Another advantage of this system is material discrimination. The vast majority of explosives are made of organic material and its presence is, therefore, a primary indicator of whether or not an explosive is contained within an electronic device. Electronics are highly unlikely to contain any organic materials and so, therefore, if you can improve your ability to differentiate between organic and inorganic materials your chances of detection are greatly increased.

This technology, is of course, familiar to everybody that has been to the airport, but today it is much more accurate and easy to achieve with portable X-ray systems, with no need for any additional accessories mounted on the X-Ray source itself.

Not only that, but 3DX-RAY has also added a sophisticated material probe function, which allows the operator to ‘peel away’ the external inorganic material and reveal the organic material that’s hidden behind it – a true lifesaving ability.
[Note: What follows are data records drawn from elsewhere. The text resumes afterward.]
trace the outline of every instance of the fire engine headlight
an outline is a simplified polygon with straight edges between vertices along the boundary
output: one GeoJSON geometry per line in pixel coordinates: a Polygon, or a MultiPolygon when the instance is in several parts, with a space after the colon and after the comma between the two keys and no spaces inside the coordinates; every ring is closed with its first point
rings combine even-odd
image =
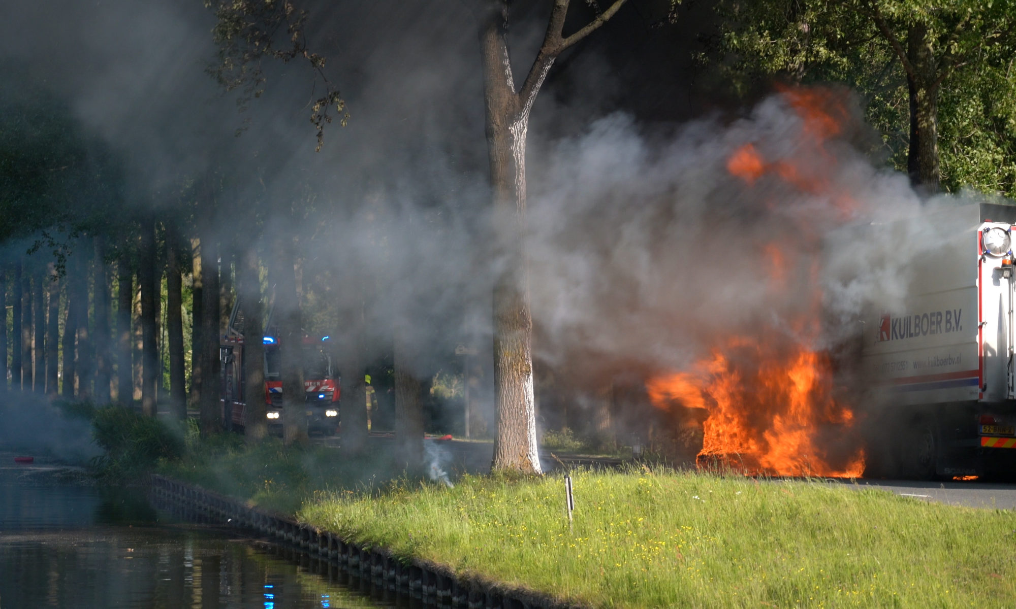
{"type": "Polygon", "coordinates": [[[1002,256],[1008,252],[1011,243],[1009,231],[999,226],[989,228],[980,238],[980,245],[985,247],[985,252],[992,256],[1002,256]]]}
Images of a materials probe function: the image on the left shows the inorganic material;
the image on the right shows the organic material that’s revealed after peeling

The threat from IEDs hidden in electronics devices is here to stay, making systems like the ThreatScan-LS1 a vital tool in keeping us safe.

Liron Naor, MBA, is 3DX-RAY regional director of sales for Europe and South America.
He has over 15 years experience in the homeland security and Hi-Tech markets, with specific focus in portable x-ray systems.